Zulip Chat Archive

Stream: mathlib4

Topic: Is a backward-compatible subset of Mathlib possible?

Wen Yang (杨文) (May 27 2025 at 14:03):

Hi all,

I understand that Mathlib is not backward-compatible, and this remains a challenge even recently.

I believe the lack of backward compatibility could hinder the adoption of Mathlib in applications. It causes trained LLMs to quickly become outdated. It also makes it harder for developers to build programs upon Mathlib.

While we don’t have sufficient resources to make the entire Mathlib backward-compatible, perhaps we could focus on creating a sufficiently small subset that maintains compatibility?

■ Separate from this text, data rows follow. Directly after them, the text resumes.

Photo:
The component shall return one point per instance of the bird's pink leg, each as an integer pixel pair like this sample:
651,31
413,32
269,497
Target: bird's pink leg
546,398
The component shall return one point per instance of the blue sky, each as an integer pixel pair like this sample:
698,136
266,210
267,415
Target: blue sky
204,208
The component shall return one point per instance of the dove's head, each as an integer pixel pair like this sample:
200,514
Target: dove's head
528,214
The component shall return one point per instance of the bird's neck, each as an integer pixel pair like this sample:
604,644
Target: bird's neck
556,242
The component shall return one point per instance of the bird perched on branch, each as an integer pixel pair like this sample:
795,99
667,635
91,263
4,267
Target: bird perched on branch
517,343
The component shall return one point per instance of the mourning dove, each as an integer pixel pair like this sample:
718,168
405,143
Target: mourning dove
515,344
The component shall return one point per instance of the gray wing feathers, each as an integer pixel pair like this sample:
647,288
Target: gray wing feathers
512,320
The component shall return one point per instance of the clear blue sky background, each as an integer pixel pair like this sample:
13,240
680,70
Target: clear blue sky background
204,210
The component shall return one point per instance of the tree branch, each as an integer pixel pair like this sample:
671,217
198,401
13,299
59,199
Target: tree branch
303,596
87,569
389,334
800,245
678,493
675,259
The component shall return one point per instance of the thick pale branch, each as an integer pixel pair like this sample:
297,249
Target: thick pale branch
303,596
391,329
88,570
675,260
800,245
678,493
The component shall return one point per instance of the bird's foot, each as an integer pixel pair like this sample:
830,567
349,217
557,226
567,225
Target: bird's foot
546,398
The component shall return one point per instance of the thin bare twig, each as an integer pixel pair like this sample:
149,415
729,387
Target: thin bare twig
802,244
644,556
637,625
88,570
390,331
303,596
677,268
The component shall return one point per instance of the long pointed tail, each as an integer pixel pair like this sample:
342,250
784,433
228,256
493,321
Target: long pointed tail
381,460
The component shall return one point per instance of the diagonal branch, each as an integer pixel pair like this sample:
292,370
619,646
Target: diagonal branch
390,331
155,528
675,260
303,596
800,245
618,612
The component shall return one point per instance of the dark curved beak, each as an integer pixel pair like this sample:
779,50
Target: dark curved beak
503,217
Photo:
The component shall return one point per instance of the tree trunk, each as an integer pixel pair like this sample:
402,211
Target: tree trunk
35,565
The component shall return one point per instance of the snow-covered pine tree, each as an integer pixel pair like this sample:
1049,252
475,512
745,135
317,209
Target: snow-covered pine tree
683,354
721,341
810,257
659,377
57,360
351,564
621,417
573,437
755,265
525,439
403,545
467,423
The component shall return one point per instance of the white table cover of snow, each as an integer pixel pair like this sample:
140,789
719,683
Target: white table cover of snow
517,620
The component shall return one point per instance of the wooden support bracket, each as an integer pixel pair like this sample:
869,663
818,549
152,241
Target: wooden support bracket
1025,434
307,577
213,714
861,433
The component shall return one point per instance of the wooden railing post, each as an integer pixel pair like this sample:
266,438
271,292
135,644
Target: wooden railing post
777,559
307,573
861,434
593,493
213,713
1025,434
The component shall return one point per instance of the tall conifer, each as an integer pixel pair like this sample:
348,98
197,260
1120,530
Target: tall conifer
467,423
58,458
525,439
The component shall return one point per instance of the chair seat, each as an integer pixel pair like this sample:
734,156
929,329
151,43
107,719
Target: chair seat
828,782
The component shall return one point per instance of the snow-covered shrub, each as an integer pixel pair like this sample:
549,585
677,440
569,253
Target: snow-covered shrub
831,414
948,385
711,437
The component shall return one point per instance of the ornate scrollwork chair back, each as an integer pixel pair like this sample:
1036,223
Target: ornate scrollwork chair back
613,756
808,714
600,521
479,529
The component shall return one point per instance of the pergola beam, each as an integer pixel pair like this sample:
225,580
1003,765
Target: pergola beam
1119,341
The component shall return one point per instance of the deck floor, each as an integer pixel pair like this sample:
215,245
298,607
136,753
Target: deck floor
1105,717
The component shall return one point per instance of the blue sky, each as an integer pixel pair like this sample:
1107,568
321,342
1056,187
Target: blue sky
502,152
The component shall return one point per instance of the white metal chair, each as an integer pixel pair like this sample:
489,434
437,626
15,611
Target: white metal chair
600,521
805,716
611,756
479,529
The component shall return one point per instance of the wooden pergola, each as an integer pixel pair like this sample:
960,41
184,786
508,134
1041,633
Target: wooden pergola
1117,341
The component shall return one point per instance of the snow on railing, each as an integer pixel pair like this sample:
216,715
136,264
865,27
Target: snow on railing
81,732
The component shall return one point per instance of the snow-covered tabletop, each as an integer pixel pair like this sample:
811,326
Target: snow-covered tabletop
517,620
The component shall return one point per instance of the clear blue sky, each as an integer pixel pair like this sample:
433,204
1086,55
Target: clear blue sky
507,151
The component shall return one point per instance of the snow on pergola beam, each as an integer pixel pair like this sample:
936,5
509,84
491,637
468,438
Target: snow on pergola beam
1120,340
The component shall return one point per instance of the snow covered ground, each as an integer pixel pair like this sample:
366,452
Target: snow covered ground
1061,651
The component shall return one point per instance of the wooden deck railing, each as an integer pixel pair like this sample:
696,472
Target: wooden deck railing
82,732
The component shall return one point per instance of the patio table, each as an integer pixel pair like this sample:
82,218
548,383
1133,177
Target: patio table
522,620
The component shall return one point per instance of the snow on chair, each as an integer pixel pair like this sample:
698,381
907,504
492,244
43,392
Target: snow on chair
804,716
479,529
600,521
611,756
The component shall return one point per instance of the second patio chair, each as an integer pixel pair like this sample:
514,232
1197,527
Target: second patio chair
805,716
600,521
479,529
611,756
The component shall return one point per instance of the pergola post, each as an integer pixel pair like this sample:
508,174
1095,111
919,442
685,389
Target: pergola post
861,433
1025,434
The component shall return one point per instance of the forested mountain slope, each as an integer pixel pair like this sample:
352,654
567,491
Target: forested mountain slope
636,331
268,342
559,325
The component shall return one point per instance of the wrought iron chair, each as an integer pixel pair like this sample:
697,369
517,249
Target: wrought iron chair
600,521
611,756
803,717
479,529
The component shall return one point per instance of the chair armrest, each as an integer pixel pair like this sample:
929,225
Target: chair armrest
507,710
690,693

My proposal consists of three components:

Wen Yang (杨文) (May 27 2025 at 14:03):

1. Stable-Mathlib

A project depending on Mathlib that serves as a stable subset of Mathlib. Its goal is to cover undergraduate common math courses, such as Calculus, Linear Algebra, and Probability Theory.

Initially, we assume certain definitions/theorems in Mathlib are "stable" (i.e., their names and types won’t change). Then we create formal mirrors (like symbolic links) in Stable-Mathlib.
Example: Create StableMathlib/Data/Real/Basic.lean with just one line:

import Mathlib.Data.Real.Basic

Users of Stable-Mathlib would write:

import StableMathlib.Data.Real.Basic

Note: This doesn’t mean we need to consider all content in Mathlib.Data.Real.Basic. Instead, we identify specific definitions/theorems we need and create test suites to monitor changes in Mathlib that could affect Stable-Mathlib users. When necessary, we’ll add actual code in Stable-Mathlib to maintain compatibility.

Wen Yang (杨文) (May 27 2025 at 14:03):

2. UG-common-math

A project depending on Stable-Mathlib that adds more definitions/theorems (possibly redundant ones) to cover the same areas: Calculus, Linear Algebra, and Probability Theory. Ideally, the main branch would strictly build on Stable-Mathlib, never directly using Mathlib’s definitions/theorems.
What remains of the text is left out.